Die Stadt Paris verfügt über verschiedene Handlungsmöglichkeiten, die die lokale Sicherheit maßgeblich beeinflussen:
- Städtische Polizei: Obwohl ihre Befugnisse durch den Staat eingeschränkt sind, kann die Stadt entscheiden, sie aufzustocken, mehr Personal einzustellen, ihre Ausrüstung zu erweitern und ihre Aufgaben auszubauen.
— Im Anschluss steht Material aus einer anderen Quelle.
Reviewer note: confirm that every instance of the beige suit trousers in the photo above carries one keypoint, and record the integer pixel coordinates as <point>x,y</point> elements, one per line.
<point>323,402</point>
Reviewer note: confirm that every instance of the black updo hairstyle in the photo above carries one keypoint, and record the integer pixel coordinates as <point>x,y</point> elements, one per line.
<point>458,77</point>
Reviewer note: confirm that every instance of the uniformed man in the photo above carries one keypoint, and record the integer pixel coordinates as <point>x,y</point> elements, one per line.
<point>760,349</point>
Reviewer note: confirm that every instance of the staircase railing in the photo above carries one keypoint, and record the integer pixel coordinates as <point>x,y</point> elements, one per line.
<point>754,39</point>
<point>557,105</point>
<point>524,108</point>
- Videoüberwachung und technische Systeme: Die Gemeinde kann in Kameraüberwachung, Notrufknöpfe oder Technologien investieren, die in Zusammenarbeit mit der Polizeibehörde entwickelt werden.
- Partnerschaften und Koordination: Zusammenarbeit mit der Polizei, den staatlichen Behörden, den Stadtteilräten sowie spezialisierten zivilgesellschaftlichen Akteuren.
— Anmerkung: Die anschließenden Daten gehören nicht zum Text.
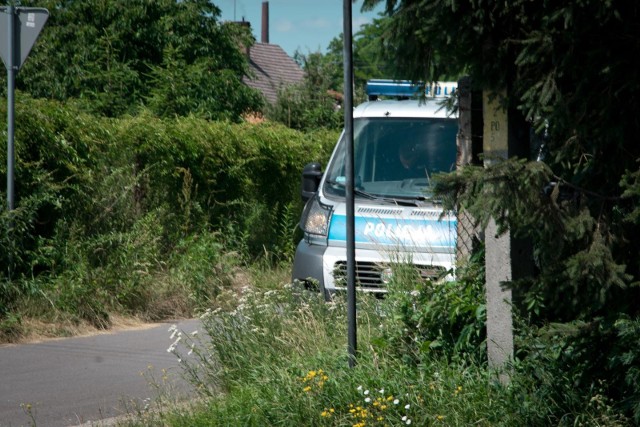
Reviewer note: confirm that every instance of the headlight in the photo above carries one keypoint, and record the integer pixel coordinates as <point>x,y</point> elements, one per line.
<point>315,218</point>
- Präventionspolitik: Bildungsmaßnahmen, Mediation, öffentliche Beleuchtung und Stadtgestaltung, um risikoreiches Verhalten zu reduzieren.
Akti (e)en, die sich direkt auf Pariser, Franciliens und vorbeiziehende Touristen auswirken. Wenn Sicherheit also zu Ihren Anliegen zählt, präsentiert Ihnen Sortiraparis die Vorschläge der Kandidaten für die Municipalwahlen 2026 in Paris zu diesem Thema. So sind Sie bestens informiert und können bei der Wahl im Wahllokal die richtige Entscheidung treffen.
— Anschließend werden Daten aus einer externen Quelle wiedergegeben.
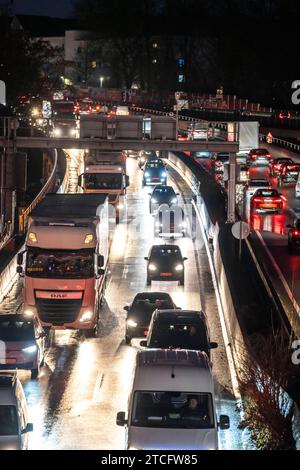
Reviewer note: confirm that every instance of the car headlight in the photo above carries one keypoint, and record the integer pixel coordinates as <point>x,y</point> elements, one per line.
<point>179,267</point>
<point>57,132</point>
<point>152,267</point>
<point>87,316</point>
<point>28,312</point>
<point>30,349</point>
Vorschläge zum Thema Sicherheit im Vorfeld der Kommunalwahlen 2026 in Paris
Bitte beachten Sie, dass diese Vorschläge regelmäßig aktualisiert werden, sobald Programme veröffentlicht und Kandidaten bekannt gegeben werden. In einigen Fällen sind detaillierte Maßnahmen noch nicht in den öffentlichen Quellen veröffentlicht; diese Lücken werden entsprechend vermerkt.
Pierre-Yves Bournazel (Horizons – Unterstützt von Renaissance)
- Die Anzahl der kommunalen Polizisten in Paris soll auf das Dreifache steigen, von 2 200 auf 6 000 Beamte. (Quelle: CNEWS)
- Kommunale Polizisten sollen mit Pistolen ausgerüstet und für ihre Einsätze entsprechend ausgestattet werden. (Quelle: CNEWS)
- Rund um die Uhr einsatzfähig, mit einer eigenen Hotline. (Quelle: CNEWS)
- Erweiterte Befugnisse für die Polizisten: Anzeigen erstatten, Bußgelder verhängen und automatisierte Systeme wie Nummernschilderkennung nutzen. (Quelle: Le Parisien)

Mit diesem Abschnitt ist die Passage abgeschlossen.